I Pacs “sono una falsa rappresentazione di evoluzionismo sociale dietro cui si maschera un silenzioso intento di capovolgere la regola base, per la quale la famiglia debba necessariamente coincidere con il modello tradizionale fondato sul matrimonio eterosessuale, introducendo il tanto acclamato principio della libertà dei modelli familiari”. E’ quanto si legge in un fondo del nuovo numero di "Synthesis", la rivista degli studenti delle Università Pontificie di Roma. “Questa previsione di solidarietà si legge nel testo firmato da Maria Chiara Bavaro – sembrerebbe avere il fine di garantire una tutela per i terzi che, per soddisfare i propri crediti, avrebbero a disposizione il patrimonio di ciascuno dei due soggetti o il patrimonio indiviso della coppia. In realtà, essa sfrutta gli effetti giuridici che sono paragonabili a quelli del matrimonio, tanto fra conviventi quanto nei confronti di terzi".

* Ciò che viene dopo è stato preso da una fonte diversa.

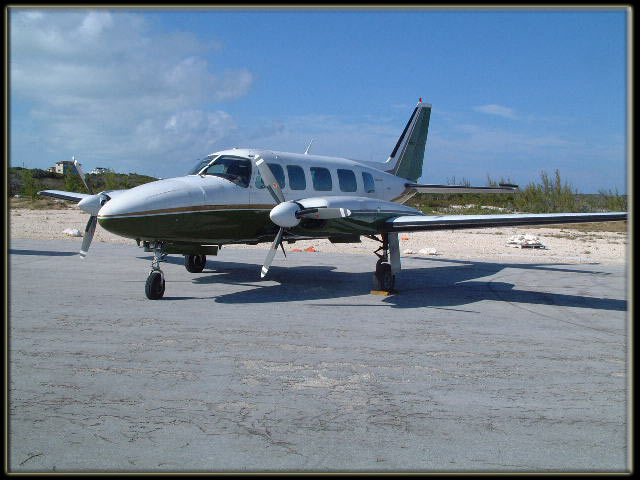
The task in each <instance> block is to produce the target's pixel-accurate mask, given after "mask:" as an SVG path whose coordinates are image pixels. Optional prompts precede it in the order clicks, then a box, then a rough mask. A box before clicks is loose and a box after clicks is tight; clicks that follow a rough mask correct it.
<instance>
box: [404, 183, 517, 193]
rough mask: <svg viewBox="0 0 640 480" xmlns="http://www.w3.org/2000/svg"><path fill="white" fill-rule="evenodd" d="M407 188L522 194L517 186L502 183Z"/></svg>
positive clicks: (429, 192) (476, 192) (442, 191)
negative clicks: (474, 184) (490, 186)
mask: <svg viewBox="0 0 640 480" xmlns="http://www.w3.org/2000/svg"><path fill="white" fill-rule="evenodd" d="M406 187H407V188H410V189H412V190H415V191H416V192H418V193H520V189H519V188H518V186H517V185H512V184H510V183H501V184H499V185H498V186H497V187H467V186H465V185H421V184H418V183H407V184H406Z"/></svg>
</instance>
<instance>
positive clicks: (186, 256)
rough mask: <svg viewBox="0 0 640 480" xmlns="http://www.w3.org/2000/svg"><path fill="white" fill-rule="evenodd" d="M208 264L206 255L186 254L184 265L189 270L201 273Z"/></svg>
mask: <svg viewBox="0 0 640 480" xmlns="http://www.w3.org/2000/svg"><path fill="white" fill-rule="evenodd" d="M206 265H207V256H206V255H185V256H184V266H185V268H186V269H187V271H188V272H191V273H200V272H201V271H202V270H204V267H205V266H206Z"/></svg>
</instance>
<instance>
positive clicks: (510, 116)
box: [473, 104, 516, 119]
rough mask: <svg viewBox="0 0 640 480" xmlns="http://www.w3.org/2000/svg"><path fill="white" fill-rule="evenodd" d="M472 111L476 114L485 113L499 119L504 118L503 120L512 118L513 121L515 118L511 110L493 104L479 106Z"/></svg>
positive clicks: (473, 107) (498, 105)
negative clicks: (512, 119)
mask: <svg viewBox="0 0 640 480" xmlns="http://www.w3.org/2000/svg"><path fill="white" fill-rule="evenodd" d="M473 109H474V110H475V111H476V112H480V113H486V114H489V115H498V116H499V117H504V118H513V119H515V118H516V116H515V114H514V113H513V109H512V108H509V107H504V106H502V105H495V104H491V105H480V106H478V107H473Z"/></svg>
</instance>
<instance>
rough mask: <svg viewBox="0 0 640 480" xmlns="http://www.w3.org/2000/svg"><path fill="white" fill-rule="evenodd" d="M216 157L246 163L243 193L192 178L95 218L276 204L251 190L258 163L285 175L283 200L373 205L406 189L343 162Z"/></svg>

" Ecco qui spiegata sostiene Bavaro – la vera matrice ispiratrice e fondante del Pacs, dalla quale si trae anche uno degli argomenti per la sua stessa demolizione". Infatti, "se la sua matrice è di tipo prettamente economico, dove si trova si domanda la collaboratrice della rivista la sua speciale utilità? Non basterebbe forse un semplice contratto o un qualunque negozio giuridico ad hoc per la disciplina del caso?".
"Ancora una volta conclude la collaboratrice di “Synthesis” – l’aspetto economico è ciò che guida le scelte di una società in evoluzione, la determinante dello sviluppo di modelli nuovi di aggregazione sociale, rispondenti a un fenomeno sociologicamente rilevante, che risponde al nome di pluralizzazione delle forme familiari".